KEEFER, Scott A., Earth and Atmospheric Sciences, SUNY College at Oneonta, 909 Grovenors Corners Rd, Central Bridge, NY 12035, BRUNSTAD, Keith A., Earth Sciences, SUNY College at Oneonta, Oneonta, NY 13820 and STANDER, Edward, SUNY College at Cobleskill, Wheeler Hall, 106 Suffolk Circle, Cobleskill, NY 12043,

A thin band of Late Silurian-Early Devonian rock stretches from the western part of New York State to the Hudson-Mohawk region, and extends southwards to Poughkeepsie. Secret Caverns, located 25 miles from Albany, is a nearly straight vadose-phreatic passage oriented 45° to the regional dip - without obvious structural or sedimentological control. The purpose of the study lay in defining the forces responsible for cavern development.

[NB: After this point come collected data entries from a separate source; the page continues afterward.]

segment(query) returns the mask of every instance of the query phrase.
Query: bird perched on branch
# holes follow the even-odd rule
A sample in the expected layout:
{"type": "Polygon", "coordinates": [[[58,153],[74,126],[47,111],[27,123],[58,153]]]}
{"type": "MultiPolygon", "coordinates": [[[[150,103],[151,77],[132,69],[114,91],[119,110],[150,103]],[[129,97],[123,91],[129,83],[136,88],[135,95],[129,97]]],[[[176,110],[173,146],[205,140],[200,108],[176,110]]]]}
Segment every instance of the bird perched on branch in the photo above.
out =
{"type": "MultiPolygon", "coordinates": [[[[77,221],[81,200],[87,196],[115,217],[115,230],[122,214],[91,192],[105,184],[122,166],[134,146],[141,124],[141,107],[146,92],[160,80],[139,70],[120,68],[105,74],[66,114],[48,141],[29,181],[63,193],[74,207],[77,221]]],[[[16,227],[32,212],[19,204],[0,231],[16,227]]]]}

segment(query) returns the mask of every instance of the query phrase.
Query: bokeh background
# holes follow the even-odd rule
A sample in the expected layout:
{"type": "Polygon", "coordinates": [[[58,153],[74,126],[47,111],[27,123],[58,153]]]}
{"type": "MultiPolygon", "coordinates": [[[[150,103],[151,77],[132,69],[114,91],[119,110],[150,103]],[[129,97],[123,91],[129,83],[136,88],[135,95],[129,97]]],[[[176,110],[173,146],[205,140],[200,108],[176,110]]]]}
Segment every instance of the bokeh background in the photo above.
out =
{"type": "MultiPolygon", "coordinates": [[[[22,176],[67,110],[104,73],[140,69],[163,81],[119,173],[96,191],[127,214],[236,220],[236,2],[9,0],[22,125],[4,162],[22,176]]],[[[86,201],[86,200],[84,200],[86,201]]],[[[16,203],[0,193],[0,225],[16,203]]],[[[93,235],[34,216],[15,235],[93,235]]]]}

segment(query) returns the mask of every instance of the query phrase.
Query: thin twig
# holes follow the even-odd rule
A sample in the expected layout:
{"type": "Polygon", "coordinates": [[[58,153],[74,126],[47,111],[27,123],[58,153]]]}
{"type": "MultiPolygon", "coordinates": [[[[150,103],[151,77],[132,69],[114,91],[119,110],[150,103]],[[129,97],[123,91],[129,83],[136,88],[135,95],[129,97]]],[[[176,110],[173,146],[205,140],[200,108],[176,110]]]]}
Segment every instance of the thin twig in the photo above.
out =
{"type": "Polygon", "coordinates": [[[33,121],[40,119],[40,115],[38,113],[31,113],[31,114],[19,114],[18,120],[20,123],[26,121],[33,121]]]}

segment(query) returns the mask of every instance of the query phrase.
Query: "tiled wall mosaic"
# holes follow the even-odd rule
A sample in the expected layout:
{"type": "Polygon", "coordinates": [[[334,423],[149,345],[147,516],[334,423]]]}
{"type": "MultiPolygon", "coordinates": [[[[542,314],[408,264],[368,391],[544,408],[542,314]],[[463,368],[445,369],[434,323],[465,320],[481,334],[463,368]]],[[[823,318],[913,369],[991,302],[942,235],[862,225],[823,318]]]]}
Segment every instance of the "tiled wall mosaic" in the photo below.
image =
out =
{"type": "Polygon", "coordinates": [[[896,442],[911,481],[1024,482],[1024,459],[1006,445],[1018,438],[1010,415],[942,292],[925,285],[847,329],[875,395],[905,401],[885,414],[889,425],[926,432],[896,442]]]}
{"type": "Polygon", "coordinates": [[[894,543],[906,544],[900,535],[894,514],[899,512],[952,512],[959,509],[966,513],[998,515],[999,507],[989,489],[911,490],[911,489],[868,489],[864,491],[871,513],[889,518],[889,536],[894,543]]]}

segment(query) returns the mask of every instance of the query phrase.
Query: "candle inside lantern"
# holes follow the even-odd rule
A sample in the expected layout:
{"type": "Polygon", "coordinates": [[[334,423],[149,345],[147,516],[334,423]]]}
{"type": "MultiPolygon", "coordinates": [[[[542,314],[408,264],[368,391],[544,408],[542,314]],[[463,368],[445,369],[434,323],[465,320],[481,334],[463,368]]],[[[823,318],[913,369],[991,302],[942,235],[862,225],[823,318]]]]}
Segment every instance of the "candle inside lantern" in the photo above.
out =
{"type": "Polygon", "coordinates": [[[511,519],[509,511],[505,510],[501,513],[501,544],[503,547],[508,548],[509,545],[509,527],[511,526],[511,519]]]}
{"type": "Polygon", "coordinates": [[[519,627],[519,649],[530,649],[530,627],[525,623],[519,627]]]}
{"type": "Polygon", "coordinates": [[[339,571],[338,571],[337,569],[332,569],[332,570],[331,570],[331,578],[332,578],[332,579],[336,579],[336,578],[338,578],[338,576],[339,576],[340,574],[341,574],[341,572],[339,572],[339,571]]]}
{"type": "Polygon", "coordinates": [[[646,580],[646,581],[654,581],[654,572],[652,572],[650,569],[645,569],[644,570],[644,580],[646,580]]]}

Possible reasons for the observed trend of the cave were:

1) preferred water flow along existing joint sets

2) a fault running through the cave

3) a sedimentological confining layer

4) surficial geomorphological controls

We currently believe that Secret Caverns may have formed as a result of surficial processes. Joint patterns in the vicinity do not parallel the stream passage, although there is some evidence that the entrance vadose passage may be joint controlled. Both thrust and normal faults are present in the region, but neither have been observed within the cave proper. Layers noted beneath the caverns floor were tested for solubility differences, and were found to be slightly less soluble, although not enough to act as a foci for cavern development. In the end, the most significant feature of the Secret Caverns / Benson system appears to be the large number of aligned domes that parallel the main passage. We believe that these may have formed as a result of paleostream piracy or contact sink development.